SBB stellt zwei Hauptforderungen

SBB-Sprecher Reto Kormann sagt gegenüber «10vor10»: «Wir haben Schäden praktisch jedes Wochenende. Wir wollen das unseren Kunden und unseren Mitarbeitern nicht mehr länger zumuten.» An den Schäden sind Randalierer praktisch aller Super-League Klubs beteiligt.

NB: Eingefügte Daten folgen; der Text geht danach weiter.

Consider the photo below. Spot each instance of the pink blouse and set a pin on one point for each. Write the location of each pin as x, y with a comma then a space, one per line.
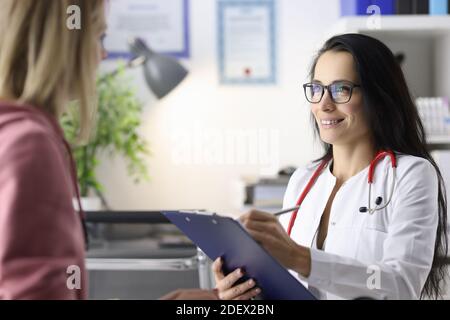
41, 238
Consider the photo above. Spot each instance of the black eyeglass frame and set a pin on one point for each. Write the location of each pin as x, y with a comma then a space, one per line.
349, 83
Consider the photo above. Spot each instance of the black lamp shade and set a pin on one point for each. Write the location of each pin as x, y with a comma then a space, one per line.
162, 73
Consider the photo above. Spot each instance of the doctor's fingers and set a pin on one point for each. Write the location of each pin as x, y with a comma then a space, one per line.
217, 269
271, 227
243, 291
228, 281
256, 215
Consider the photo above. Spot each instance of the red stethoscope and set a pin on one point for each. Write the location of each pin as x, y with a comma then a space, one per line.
380, 155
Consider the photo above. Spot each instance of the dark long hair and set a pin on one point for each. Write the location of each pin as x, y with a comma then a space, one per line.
394, 122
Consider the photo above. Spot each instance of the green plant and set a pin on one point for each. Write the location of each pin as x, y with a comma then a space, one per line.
115, 133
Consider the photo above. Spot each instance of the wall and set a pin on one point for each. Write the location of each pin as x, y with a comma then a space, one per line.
201, 115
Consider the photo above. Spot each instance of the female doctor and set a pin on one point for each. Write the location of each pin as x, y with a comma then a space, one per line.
351, 238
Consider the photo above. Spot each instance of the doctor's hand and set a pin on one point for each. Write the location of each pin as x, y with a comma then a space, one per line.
190, 294
226, 286
267, 230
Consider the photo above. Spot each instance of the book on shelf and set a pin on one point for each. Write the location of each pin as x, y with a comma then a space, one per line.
266, 192
439, 7
435, 115
360, 7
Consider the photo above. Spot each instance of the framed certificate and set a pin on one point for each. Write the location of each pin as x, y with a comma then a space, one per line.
247, 41
162, 24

Die SBB fordert jetzt konkrete Massnahmen, um gegen das Problem vorzugehen. SBB-Sprecher Reto Kormann: «Klubs sollten mehr Verantwortung übernehmen müssen für das Verhalten ihrer Fans in Bahnhöfen und Zügen. Jene, die die Schäden verursachen, sollten auch für die Schäden aufkommen.»

Die SBB geht noch weiter und will gar gewalttätige Fans ab der neuen Saison nicht mehr transportieren. «Wir sollten von der Transportpflicht befreit werden. Gewaltbereite Fans wollen wir nicht mehr transportieren», so Kormann.

Viele Vereine schweigen

Die Swiss Football League (SFL) sowie zahlreiche Spitzenvereine wollten sich gegenüber «10vor10» nicht zur Kostenübernahme durch die Klubs äussern.

Als einziger Verein schreibt der FC Basel gegenüber: «Der FC Basel unternimmt seit Jahren grosse Anstrengungen mit Fanbegleitern, um bei Auswärtsspielen Schäden in Extrazügen zu vermeiden. Schäden bedauert der FCB ausdrücklich. Allfällige Konsequenzen wird der FCB direkt mit den SBB regeln.»